There have always been upheavals. However, a distinctive feature of the current stage of the global economy's development is its transition from an overheated state to a cooler one. In reality, this is good because it was previously believed that the most aggressive monetary restriction by the Fed and other central banks worldwide in decades would freeze the economy and plunge it into recession. However, the flip side is higher rates for an extended period, which supports the "bears" in EUR/USD.
The consensus forecast from Bloomberg experts suggests that the US GDP will expand by 2.4% in 2024, consumer prices will rise by 3.1%, and unemployment will remain at 3.9%. All these are characteristics of a still strong economy rather than a cooling one. It is not surprising that investors now foresee at most two acts of monetary policy easing by the Fed this year instead of the previously expected 5-6. Expectations for the scale of monetary expansion in 2025 have also decreased to 141 basis points.
Dynamics of the expected scale of Fed monetary expansion.
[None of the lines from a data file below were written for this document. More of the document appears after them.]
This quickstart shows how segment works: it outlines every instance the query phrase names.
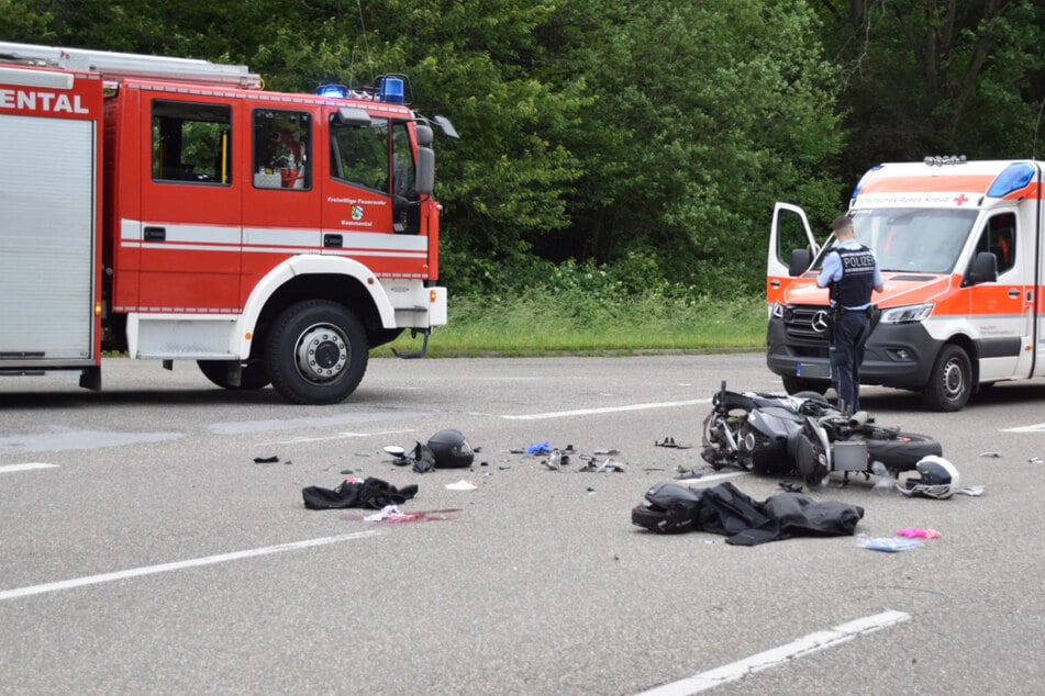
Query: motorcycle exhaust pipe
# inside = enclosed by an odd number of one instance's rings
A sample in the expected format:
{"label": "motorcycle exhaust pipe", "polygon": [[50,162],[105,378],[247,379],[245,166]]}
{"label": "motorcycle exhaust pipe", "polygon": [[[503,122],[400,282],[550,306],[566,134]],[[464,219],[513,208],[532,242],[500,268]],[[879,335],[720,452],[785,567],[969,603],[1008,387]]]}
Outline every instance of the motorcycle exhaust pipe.
{"label": "motorcycle exhaust pipe", "polygon": [[851,428],[861,428],[867,425],[867,418],[869,417],[866,411],[857,411],[852,416],[849,416],[848,426]]}

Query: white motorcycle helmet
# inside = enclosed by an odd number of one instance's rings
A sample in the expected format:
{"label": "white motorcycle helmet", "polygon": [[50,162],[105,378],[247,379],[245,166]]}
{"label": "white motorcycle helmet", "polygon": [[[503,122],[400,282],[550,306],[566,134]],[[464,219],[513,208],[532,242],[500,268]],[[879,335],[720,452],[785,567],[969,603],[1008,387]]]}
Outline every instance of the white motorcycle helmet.
{"label": "white motorcycle helmet", "polygon": [[913,497],[932,497],[944,501],[957,492],[961,478],[954,464],[943,457],[936,457],[935,454],[923,457],[914,464],[914,469],[921,474],[921,478],[911,478],[903,482],[898,481],[897,489],[900,490],[900,493]]}

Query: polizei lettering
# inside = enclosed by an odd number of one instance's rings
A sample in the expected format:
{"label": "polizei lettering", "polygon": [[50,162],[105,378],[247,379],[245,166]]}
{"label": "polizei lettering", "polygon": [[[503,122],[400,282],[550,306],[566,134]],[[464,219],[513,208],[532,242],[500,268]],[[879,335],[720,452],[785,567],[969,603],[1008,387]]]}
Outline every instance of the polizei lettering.
{"label": "polizei lettering", "polygon": [[846,271],[859,273],[875,268],[875,257],[869,251],[858,251],[856,254],[840,254],[842,265]]}
{"label": "polizei lettering", "polygon": [[0,109],[46,111],[48,113],[89,113],[79,94],[42,90],[0,89]]}

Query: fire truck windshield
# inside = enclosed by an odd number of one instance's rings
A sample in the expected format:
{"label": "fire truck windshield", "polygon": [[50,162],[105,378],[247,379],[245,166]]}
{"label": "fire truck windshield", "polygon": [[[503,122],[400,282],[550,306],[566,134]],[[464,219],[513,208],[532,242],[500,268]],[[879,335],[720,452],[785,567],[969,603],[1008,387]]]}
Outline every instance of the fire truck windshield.
{"label": "fire truck windshield", "polygon": [[[969,237],[975,210],[874,207],[853,214],[856,240],[875,251],[882,271],[949,273]],[[814,263],[834,248],[834,237]]]}

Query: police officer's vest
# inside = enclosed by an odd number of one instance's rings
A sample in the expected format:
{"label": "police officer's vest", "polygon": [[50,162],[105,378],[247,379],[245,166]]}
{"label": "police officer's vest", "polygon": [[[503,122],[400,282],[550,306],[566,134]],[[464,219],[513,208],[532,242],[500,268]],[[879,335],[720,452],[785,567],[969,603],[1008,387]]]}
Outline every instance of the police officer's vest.
{"label": "police officer's vest", "polygon": [[858,307],[870,302],[875,289],[875,255],[867,247],[835,249],[842,259],[842,279],[835,281],[835,301],[843,307]]}

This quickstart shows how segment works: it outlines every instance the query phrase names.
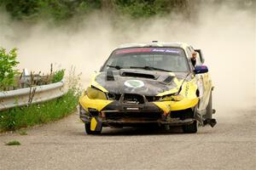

In a strong economy, there cannot be weak inflation. FOMC officials are rightly cautious about its rapid movement toward the 2% target despite the significant slowdown in consumer prices in May. As expected, their path will be bumpy, and the last mile in the fight against PCE will be the most difficult. These circumstances further convince us that rates should remain high for a long time. This applies to the federal funds rate, Treasury bond yields, and mortgage rates.
Most likely, the recovery of the Treasury bond market and the associated drop in yields has gone too far. Along with artificial intelligence technologies and expectations of impressive corporate profits, it supported the S&P 500 and was supposed to sink the US dollar. It did not. Moreover, as soon as debt yields resume their growth, the USD index will gain new momentum.
Dynamics of bond yields and the US dollar
In my opinion, the upward rebound of EUR/USD at the beginning of the last week of June was due to China's offer to Germany to reduce import tariffs on its cars by 15% if the EU agrees to reduce tariffs on imports of electric vehicles from China into its market. Previously, there were rumors that Beijing would raise tariffs to 25% in retaliation for the trade war initiated by Brussels. In reality, the response was more lenient, which led to the strengthening of the euro.
However, it is not worth getting carried away with this. The prolonged holding of the federal funds rate at a plateau, parliamentary elections in France, the gradual increase in US Treasury yields, and the pullback of American stock indices will bring everything back to square one in the main currency pair.
Technically, on the daily chart, EUR/USD is attempting to break through the lower boundary of the fair value range of 1.073-1.09. Failure in this endeavor, followed by a decline in quotes below the pivot level of 1.071, will be a basis for selling.